With Ukraine's push against Russian forces showing signs of progress, the administration is keen to boost the Ukrainian military at a vital moment, two of the sources said.
The White House declined to comment on the Reuters report.
The decision to send ATACMS or GMLRS, or both, is not final and could still fall through, the four sources said. The Biden administration has for months struggled with a decision on ATACMS, fearing their shipment would be perceived as an overly aggressive move against Russia.
ATACMS are designed for "deep attack of enemy second-echelon forces," a U.S. Army website says, and could be used to attack command and control centers, air defenses and logistics sites well behind the front line.
Kyiv has repeatedly asked the Biden administration for ATACMS to help attack and disrupt supply lines, air bases, and rail networks in Russian occupied territory.
Last week Ukraine's Foreign Minister Dmytro Kuleba said he and Secretary of State Antony Blinken had discussed the U.S. providing the long-range missiles and he hoped for a positive decision.
"Now is the time," one of the U.S. officials said as Ukraine's forces are attempting to pierce Russian lines just south of the city of Orikhiv in an attempt to divide Russian forces and put its main supply lines under threat.

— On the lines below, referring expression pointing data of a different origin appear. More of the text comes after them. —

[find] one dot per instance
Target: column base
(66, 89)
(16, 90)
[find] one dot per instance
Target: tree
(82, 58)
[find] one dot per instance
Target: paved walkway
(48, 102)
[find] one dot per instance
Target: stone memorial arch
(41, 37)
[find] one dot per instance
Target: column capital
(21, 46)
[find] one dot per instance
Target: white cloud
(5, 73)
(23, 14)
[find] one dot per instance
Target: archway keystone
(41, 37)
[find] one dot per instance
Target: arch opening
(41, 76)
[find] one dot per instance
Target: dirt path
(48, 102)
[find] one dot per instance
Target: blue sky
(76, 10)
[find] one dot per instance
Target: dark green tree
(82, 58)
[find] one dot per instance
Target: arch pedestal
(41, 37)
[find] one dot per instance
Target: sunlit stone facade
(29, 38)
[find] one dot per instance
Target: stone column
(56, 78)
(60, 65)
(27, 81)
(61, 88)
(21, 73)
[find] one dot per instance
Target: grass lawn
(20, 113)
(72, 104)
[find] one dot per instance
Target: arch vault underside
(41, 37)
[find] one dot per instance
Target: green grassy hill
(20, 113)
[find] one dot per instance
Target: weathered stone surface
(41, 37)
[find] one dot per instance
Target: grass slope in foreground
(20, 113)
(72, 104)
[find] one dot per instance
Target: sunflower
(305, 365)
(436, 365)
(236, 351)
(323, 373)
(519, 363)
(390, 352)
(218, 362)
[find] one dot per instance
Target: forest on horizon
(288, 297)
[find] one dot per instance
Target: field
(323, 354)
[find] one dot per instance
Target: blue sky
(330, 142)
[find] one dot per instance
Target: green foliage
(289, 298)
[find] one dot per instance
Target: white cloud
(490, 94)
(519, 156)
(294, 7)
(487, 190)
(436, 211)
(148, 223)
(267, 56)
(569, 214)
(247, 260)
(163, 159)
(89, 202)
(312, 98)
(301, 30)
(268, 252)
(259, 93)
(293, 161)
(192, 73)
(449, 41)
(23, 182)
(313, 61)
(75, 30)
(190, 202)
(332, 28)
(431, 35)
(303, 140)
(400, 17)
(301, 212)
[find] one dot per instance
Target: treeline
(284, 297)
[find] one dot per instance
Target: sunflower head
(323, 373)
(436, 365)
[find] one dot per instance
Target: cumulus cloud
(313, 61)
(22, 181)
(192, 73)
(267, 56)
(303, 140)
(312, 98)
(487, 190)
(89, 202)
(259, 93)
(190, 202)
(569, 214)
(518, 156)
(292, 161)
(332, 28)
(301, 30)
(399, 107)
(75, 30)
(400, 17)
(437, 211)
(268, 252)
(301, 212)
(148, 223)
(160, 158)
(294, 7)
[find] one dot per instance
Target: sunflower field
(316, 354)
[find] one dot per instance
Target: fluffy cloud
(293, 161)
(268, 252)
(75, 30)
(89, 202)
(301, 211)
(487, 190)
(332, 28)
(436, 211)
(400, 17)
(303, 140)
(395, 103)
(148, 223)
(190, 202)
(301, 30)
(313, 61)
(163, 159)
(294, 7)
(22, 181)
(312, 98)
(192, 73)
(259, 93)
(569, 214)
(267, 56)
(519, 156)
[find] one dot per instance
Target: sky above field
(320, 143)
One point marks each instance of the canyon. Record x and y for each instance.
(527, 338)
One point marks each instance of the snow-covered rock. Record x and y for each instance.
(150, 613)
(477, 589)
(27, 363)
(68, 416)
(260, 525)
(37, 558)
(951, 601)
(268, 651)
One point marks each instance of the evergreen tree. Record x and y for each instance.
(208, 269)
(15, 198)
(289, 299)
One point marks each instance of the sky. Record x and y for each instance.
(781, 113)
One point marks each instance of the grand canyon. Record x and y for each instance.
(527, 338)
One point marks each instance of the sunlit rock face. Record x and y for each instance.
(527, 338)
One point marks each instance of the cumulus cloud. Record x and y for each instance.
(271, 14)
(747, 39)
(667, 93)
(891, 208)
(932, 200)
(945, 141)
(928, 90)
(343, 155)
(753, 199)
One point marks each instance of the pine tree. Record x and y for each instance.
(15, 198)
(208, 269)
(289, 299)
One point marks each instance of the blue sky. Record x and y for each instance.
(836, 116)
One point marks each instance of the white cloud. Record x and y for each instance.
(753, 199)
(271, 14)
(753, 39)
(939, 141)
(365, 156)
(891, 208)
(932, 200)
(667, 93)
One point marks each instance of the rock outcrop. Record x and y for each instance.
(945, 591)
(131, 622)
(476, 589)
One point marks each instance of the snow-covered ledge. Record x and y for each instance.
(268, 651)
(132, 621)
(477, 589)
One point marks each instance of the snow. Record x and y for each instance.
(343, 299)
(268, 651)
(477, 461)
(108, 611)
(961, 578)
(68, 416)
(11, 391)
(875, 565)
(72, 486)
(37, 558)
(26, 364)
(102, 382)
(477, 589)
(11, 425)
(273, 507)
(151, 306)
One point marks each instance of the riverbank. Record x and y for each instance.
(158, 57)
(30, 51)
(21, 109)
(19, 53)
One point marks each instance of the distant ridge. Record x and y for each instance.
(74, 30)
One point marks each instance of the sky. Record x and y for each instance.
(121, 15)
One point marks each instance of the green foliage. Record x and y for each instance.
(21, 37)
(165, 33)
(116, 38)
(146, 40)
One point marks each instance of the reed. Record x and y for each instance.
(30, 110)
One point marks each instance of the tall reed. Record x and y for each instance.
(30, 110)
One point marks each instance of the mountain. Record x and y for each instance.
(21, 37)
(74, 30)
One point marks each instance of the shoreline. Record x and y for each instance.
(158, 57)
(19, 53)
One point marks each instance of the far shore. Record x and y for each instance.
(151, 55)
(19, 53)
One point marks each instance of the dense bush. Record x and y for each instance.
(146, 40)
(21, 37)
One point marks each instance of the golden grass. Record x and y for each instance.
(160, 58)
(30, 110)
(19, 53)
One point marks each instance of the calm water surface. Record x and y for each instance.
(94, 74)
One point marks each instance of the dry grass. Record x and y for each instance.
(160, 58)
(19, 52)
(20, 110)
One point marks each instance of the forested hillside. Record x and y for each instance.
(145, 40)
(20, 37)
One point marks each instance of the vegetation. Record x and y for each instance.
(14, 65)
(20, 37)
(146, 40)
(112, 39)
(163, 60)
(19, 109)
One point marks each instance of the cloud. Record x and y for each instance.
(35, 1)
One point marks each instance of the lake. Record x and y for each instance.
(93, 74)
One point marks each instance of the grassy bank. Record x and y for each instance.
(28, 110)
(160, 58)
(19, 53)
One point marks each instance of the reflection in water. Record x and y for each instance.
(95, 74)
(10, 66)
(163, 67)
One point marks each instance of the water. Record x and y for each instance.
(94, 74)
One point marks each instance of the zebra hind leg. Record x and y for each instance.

ATACMS or GMLRS with this capability would not only boost Ukrainian morale but deliver a needed tactical punch to the fight, the official said.
The U.S. plan is to include the grenade-packed weapons in an upcoming draw from U.S. stockpiles of munitions, according to the four U.S. officials, who spoke on condition of anonymity because of the sensitive nature of the plan.
At present Ukraine has only one U.S.-furnished cluster munitions, the 155 mm rounds that were announced in July.
The new weapons would augment Ukraine's current 45-mile range GMLRS rounds, a version that blasts out more than 100,000 sharp tungsten fragments, but not bomblets.
Made by Lockheed Martin, ATACMS come in several versions some of which can fly four times GMLRS' range, and their use could reset battlefield calculus.
The Presidential Drawdown Authority (PDA), which allows the administration to take from U.S. stocks and ship to Ukraine has proven to be the fastest way - days or weeks - to get armaments to Ukraine.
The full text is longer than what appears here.